Pada pidato kenegaraan terakhir tersebut, Joko Widodo mengklaim selama 10
tahun pemerintahannya telah mencapai sejumlah keberhasilan seperti pembangunan
merata dan berkeadilan yang ‘indonesiasentris’, peningkatan pertumbuhan
ekonomi, ketahanan pada perubahan iklim, ekonomi hijau dan transisi energi
berkeadilan. Joko Widodo juga menyebut keberhasilan pemerintah menyusun
kebijakan strategis seperti UU Cipta kerja, UU IKN, UU DKJ, dan UU ITE. Klaim
keberhasilan tersebut kontradiktif dengan kondisi faktual yang menunjukkan
bahwa pembangunan era Joko Widodo adalah pembangunan berwatak kolonial.
Beberapa klaim
keberhasilan seperti pembangunan adil, merata dan Indonesiasentris justru
menyebabkan kerusakan lingkungan dan pelanggaran Hak Asasi Manusia (HAM)

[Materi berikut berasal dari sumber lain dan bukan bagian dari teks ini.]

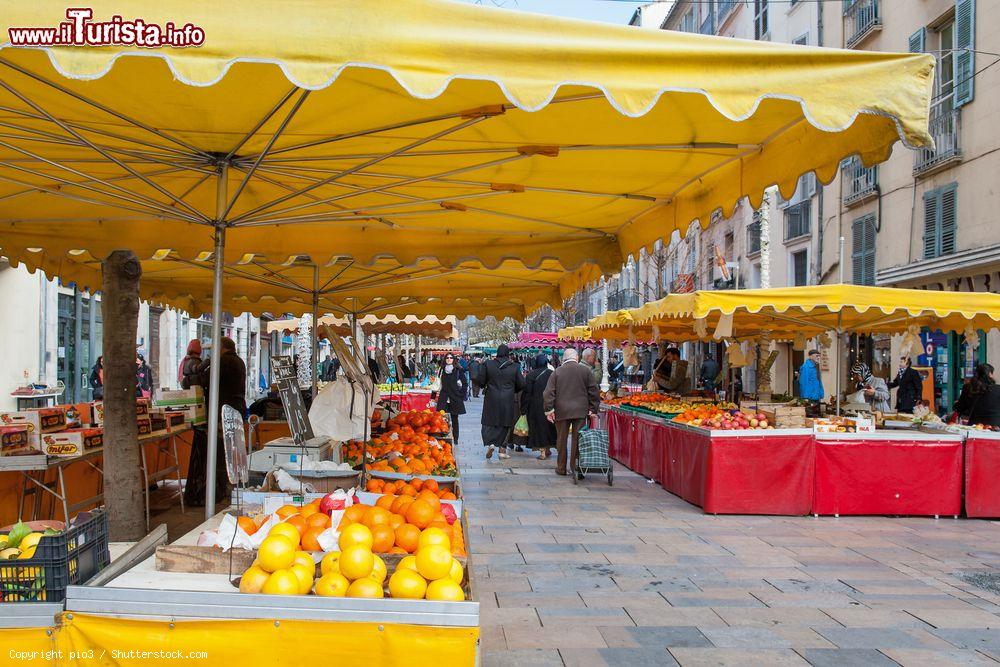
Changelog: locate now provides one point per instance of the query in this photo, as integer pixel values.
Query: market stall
(831, 466)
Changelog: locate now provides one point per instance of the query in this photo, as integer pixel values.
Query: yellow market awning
(433, 327)
(809, 311)
(418, 130)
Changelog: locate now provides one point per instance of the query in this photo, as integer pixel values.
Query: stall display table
(886, 473)
(982, 474)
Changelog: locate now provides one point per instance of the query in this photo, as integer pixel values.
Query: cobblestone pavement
(632, 575)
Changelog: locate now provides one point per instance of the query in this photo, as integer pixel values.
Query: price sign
(284, 375)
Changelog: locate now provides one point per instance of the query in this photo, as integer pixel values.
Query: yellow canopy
(433, 327)
(787, 312)
(417, 130)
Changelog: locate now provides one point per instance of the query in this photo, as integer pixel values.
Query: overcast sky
(611, 11)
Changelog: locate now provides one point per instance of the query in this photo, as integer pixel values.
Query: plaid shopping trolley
(593, 454)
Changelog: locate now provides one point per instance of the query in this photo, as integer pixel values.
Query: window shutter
(949, 221)
(857, 251)
(965, 59)
(931, 223)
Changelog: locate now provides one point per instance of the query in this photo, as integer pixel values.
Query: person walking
(709, 372)
(541, 431)
(589, 359)
(875, 390)
(810, 381)
(571, 394)
(979, 402)
(474, 366)
(97, 379)
(501, 379)
(451, 397)
(910, 384)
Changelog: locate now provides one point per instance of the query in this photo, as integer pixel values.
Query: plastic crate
(70, 558)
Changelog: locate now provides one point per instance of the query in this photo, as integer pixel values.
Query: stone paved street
(632, 575)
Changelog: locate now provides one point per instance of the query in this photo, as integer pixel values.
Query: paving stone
(919, 658)
(668, 636)
(845, 657)
(725, 657)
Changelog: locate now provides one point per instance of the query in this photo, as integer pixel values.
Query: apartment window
(800, 268)
(940, 221)
(797, 223)
(760, 27)
(863, 250)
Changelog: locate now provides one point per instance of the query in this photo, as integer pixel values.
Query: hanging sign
(284, 375)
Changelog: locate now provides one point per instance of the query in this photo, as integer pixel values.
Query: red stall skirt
(888, 477)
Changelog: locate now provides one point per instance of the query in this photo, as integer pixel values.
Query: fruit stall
(793, 457)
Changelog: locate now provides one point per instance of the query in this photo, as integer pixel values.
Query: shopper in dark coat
(911, 386)
(501, 379)
(541, 432)
(979, 402)
(451, 398)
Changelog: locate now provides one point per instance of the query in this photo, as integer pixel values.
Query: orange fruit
(384, 538)
(365, 588)
(355, 513)
(354, 535)
(287, 531)
(309, 542)
(445, 589)
(407, 585)
(297, 521)
(247, 524)
(420, 514)
(433, 562)
(433, 535)
(376, 516)
(408, 537)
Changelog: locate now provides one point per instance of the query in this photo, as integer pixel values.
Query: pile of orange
(409, 488)
(397, 521)
(307, 520)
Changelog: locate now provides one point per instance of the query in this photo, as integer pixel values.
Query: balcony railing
(860, 182)
(944, 126)
(861, 17)
(626, 298)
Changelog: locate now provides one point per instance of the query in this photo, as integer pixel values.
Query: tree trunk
(123, 492)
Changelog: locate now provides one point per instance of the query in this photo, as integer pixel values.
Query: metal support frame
(221, 202)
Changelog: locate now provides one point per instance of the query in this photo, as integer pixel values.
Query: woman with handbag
(541, 432)
(451, 397)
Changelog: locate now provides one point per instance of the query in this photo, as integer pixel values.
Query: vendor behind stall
(875, 390)
(979, 402)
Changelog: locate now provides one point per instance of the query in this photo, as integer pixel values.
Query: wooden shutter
(965, 58)
(932, 210)
(949, 218)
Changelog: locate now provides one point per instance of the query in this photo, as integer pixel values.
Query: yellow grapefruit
(332, 585)
(253, 580)
(407, 584)
(356, 562)
(434, 562)
(356, 534)
(445, 589)
(275, 553)
(281, 582)
(365, 587)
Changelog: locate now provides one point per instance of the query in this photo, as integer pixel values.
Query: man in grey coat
(571, 394)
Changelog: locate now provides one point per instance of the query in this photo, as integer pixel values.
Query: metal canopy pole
(315, 334)
(221, 201)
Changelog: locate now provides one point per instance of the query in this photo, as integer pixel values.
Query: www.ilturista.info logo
(82, 30)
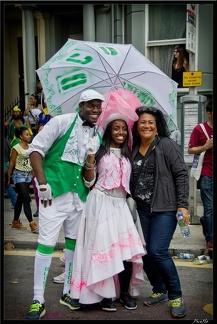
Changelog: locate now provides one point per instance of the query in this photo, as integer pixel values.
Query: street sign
(192, 79)
(191, 27)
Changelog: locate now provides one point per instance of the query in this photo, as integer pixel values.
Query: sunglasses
(145, 109)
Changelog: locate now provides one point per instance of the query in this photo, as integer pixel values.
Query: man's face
(90, 110)
(16, 113)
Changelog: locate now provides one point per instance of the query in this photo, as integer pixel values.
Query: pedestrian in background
(179, 65)
(21, 170)
(160, 187)
(10, 122)
(197, 144)
(33, 110)
(109, 250)
(58, 153)
(19, 121)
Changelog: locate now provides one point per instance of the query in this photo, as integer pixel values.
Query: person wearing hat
(58, 154)
(10, 122)
(108, 256)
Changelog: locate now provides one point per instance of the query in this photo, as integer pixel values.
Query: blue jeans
(205, 184)
(11, 194)
(158, 230)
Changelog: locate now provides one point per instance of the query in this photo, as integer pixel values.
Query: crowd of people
(83, 171)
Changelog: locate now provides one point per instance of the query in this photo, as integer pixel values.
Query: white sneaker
(60, 278)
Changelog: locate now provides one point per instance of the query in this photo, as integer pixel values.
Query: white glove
(93, 146)
(46, 194)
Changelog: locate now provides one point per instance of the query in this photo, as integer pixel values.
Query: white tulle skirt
(107, 236)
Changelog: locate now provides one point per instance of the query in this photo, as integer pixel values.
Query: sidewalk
(24, 239)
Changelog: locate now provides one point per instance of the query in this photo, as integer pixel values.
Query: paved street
(196, 280)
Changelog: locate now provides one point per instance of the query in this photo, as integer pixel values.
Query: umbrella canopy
(104, 67)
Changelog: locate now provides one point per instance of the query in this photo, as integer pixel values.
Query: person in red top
(197, 144)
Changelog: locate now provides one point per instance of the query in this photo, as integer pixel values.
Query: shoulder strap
(204, 130)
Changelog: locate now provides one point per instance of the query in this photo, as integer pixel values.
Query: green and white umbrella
(81, 65)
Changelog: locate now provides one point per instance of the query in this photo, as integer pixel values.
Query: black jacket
(171, 186)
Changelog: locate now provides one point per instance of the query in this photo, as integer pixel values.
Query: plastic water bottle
(185, 255)
(185, 230)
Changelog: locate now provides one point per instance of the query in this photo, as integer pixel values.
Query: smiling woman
(114, 247)
(160, 187)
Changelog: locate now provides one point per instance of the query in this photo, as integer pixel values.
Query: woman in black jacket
(160, 187)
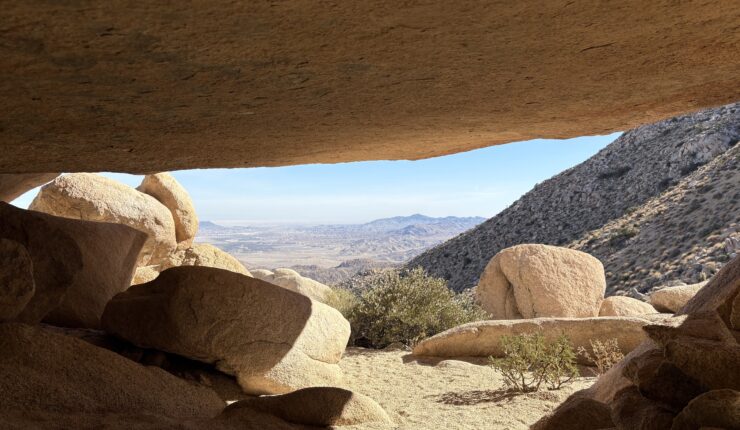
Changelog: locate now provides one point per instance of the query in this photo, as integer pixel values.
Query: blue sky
(475, 183)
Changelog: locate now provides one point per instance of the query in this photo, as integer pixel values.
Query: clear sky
(475, 183)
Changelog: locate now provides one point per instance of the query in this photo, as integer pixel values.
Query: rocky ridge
(642, 164)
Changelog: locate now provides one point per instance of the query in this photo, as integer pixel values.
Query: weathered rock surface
(16, 279)
(12, 186)
(55, 256)
(482, 338)
(207, 255)
(92, 197)
(712, 364)
(715, 409)
(403, 81)
(68, 375)
(623, 206)
(165, 188)
(273, 340)
(577, 413)
(109, 255)
(671, 299)
(293, 281)
(621, 306)
(630, 410)
(542, 281)
(316, 406)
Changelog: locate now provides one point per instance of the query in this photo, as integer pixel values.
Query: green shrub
(342, 300)
(406, 307)
(529, 362)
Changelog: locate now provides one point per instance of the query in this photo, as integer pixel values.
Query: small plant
(531, 362)
(406, 307)
(604, 354)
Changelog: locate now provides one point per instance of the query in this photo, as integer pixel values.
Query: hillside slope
(640, 165)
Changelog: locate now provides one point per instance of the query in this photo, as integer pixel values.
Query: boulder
(543, 281)
(483, 338)
(293, 281)
(706, 325)
(109, 254)
(92, 197)
(145, 274)
(714, 409)
(713, 364)
(719, 294)
(165, 188)
(55, 257)
(577, 413)
(68, 375)
(205, 254)
(316, 406)
(13, 185)
(632, 411)
(671, 299)
(273, 340)
(16, 279)
(621, 306)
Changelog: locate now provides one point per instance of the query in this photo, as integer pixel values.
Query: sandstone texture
(109, 255)
(714, 409)
(482, 338)
(687, 369)
(56, 258)
(77, 265)
(261, 84)
(273, 340)
(16, 279)
(672, 299)
(577, 413)
(621, 306)
(165, 188)
(68, 375)
(12, 186)
(293, 281)
(204, 254)
(316, 406)
(532, 280)
(647, 200)
(92, 197)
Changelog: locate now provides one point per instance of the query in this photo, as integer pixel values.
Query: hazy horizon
(475, 183)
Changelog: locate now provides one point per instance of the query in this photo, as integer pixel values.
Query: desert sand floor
(449, 394)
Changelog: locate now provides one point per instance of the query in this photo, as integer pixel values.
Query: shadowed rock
(273, 340)
(317, 406)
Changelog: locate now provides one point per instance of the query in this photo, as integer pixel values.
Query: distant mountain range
(332, 252)
(659, 205)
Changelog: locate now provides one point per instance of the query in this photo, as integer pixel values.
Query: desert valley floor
(419, 393)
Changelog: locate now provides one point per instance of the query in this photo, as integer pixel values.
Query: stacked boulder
(685, 376)
(159, 207)
(72, 267)
(293, 281)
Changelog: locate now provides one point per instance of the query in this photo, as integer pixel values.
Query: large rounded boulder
(92, 197)
(16, 279)
(165, 188)
(273, 340)
(532, 280)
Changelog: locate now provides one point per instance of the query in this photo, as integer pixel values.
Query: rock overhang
(96, 86)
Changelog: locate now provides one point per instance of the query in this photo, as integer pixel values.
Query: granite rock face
(273, 340)
(404, 81)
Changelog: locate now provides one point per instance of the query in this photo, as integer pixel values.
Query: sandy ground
(447, 394)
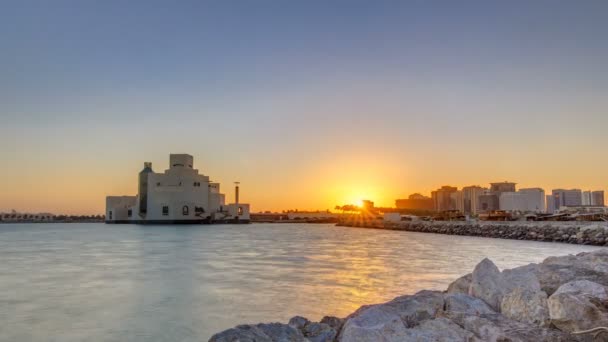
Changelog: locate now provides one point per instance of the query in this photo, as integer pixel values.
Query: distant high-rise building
(415, 201)
(550, 204)
(567, 198)
(457, 201)
(535, 198)
(488, 201)
(502, 187)
(368, 205)
(586, 198)
(442, 199)
(597, 198)
(470, 196)
(524, 200)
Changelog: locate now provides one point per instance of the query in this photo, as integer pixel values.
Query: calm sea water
(96, 282)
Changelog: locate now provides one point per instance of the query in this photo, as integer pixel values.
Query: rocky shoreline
(554, 300)
(583, 233)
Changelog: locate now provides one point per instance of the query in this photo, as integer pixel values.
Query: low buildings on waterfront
(504, 197)
(178, 195)
(15, 216)
(415, 202)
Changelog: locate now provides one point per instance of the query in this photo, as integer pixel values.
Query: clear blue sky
(307, 103)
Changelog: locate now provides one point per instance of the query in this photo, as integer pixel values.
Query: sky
(308, 104)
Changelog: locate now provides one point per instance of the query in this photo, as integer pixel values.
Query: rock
(556, 271)
(458, 302)
(526, 306)
(487, 284)
(498, 328)
(440, 329)
(579, 305)
(333, 322)
(319, 332)
(390, 321)
(273, 332)
(461, 285)
(298, 322)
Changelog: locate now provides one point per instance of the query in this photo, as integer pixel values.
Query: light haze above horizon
(308, 104)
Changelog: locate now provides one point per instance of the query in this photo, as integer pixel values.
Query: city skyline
(307, 105)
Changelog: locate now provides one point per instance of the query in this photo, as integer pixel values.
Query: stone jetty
(584, 233)
(560, 299)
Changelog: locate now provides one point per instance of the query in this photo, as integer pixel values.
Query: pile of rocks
(538, 302)
(583, 233)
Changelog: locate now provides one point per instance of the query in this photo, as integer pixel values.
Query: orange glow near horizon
(321, 183)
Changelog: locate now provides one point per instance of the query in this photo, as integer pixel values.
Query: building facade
(442, 198)
(524, 200)
(179, 195)
(593, 198)
(567, 198)
(470, 196)
(415, 201)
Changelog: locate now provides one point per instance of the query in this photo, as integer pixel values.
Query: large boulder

melalui misalnya Proyek Strategis Nasional (PSN). Kebijakan strategis yang
disebut sebagai modal transisi pemerintahan seperti UU Cipta Kerja dan UU IKN
justru menyebabkan perampasan ruang dan membebani APBN. Sementara UU ITE
menjadi alat pembungkaman dan pemberangusan kebebasan berekspresi dan
berpendapat.
Umar yang memimpin aksi membuka dengan suara lantang dan mengatakan bahwa Jokowi adalah biang kerok dari krisis agraria yang terjadi.
"Jokowi selama dua periode pemeritahannya selalu membuktikan dirinya sebagai pelayan setia dari kepentingan Imperialisme, memberikan persembahan demi persembahan istimewa bagi Imperialisme. Selayaknya rezim Boneka, Jokowi terus mengibuli rakyat melalui berbagai kebijakan populisnya di periode pertama dan semakin matang menunjukkan karakter aslinya sebagai rezim anti rakyat yang fasis dan kepala batu mengabdikan diri sepenuhnya untuk para Tuan Tanah Besar dan Borjuasi Besar Komparador di periode kedua hingga di detik-detik akhir masa jabatanya.” Tegas Umar.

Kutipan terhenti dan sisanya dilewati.